In Fridays BBC online Education:
Another experiment, conducted by Dr Alex Richardson of Oxford University, involved young children, aged from six to 11, in Durham.
All these children had specific difficulties in motor coordination, over 30% had Attention Deficit Hyperactivity Disorders (ADHD), and 40% had specific learning difficulties and were more than two years behind in reading and spelling.
The experiment provided the children with supplements containing Omega-3 and Omega-6 fatty acids and vitamin E.

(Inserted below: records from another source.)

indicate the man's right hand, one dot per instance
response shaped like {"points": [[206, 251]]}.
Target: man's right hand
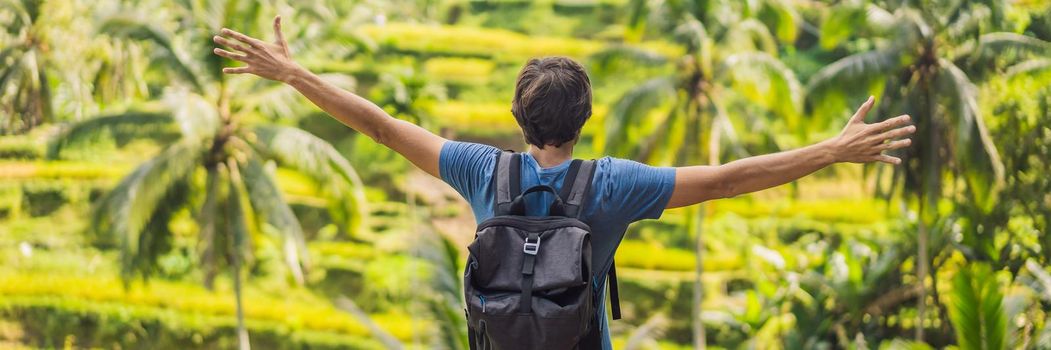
{"points": [[865, 143], [268, 60]]}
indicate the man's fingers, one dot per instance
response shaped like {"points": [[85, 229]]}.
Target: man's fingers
{"points": [[895, 134], [888, 159], [863, 110], [237, 70], [897, 144], [229, 43], [229, 55], [243, 38], [892, 123], [276, 32]]}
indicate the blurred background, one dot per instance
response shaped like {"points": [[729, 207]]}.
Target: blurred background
{"points": [[147, 201]]}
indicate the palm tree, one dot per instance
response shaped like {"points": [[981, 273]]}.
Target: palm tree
{"points": [[924, 60], [222, 152], [25, 90], [729, 59]]}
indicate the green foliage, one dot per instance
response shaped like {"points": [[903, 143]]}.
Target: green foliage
{"points": [[976, 309], [194, 175]]}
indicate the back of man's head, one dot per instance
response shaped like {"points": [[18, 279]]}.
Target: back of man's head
{"points": [[552, 101]]}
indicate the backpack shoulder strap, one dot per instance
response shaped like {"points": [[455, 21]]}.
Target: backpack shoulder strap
{"points": [[576, 186], [614, 291], [507, 182]]}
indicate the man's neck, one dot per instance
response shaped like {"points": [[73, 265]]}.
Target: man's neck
{"points": [[551, 156]]}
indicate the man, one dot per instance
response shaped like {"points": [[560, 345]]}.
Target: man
{"points": [[552, 101]]}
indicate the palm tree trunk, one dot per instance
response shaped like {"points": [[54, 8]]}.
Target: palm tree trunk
{"points": [[922, 275], [696, 226], [243, 343]]}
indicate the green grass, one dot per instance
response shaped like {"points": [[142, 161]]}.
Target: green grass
{"points": [[497, 44]]}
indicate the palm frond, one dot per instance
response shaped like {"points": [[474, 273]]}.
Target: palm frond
{"points": [[123, 26], [997, 45], [1030, 67], [853, 70], [270, 205], [976, 309], [840, 23], [313, 157], [974, 148], [880, 20], [124, 212], [750, 35], [198, 119], [767, 82], [631, 107], [693, 35], [837, 88], [606, 58], [123, 127], [788, 20]]}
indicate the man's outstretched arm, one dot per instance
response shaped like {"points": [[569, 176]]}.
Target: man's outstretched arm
{"points": [[858, 143], [273, 61]]}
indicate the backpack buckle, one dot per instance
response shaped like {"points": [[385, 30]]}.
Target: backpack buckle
{"points": [[531, 247]]}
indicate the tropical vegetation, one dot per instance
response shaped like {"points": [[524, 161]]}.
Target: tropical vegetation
{"points": [[148, 201]]}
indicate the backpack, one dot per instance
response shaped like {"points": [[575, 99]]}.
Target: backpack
{"points": [[529, 282]]}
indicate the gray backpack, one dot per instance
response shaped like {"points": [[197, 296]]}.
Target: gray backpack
{"points": [[529, 282]]}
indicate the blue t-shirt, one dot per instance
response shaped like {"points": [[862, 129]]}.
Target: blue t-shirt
{"points": [[622, 192]]}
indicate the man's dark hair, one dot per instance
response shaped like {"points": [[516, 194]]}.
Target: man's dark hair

Again, the results were very clear. Compared with the expected progress for normal children, the recipients of the supplements improved their reading ability at more than three times the normal rate, and more than twice the rate in spelling, over three months of treatment.
There were also significant improvements in their ADHD symptoms.
Mr Gesch also referred to research in schools in the US, where a new regime of banning vending machines, providing nutritional education, better food and low dose vitamin-mineral tablets had improved both behaviour and academic standards.
In this experiment with five to 10 year olds, after one year, exclusions had fallen by 80%, violent acts were down by 97%, and the school's test scores in maths and English had shot up, taking it from being the lowest in the school district to first and second in maths and English respectively.
So, compared with the hundreds of millions being spent on reducing exclusions and truancy, and raising standards, the government might do better to channel more funds into school children's diets.
There HAS to be something in this whole diet/behaviour malarky?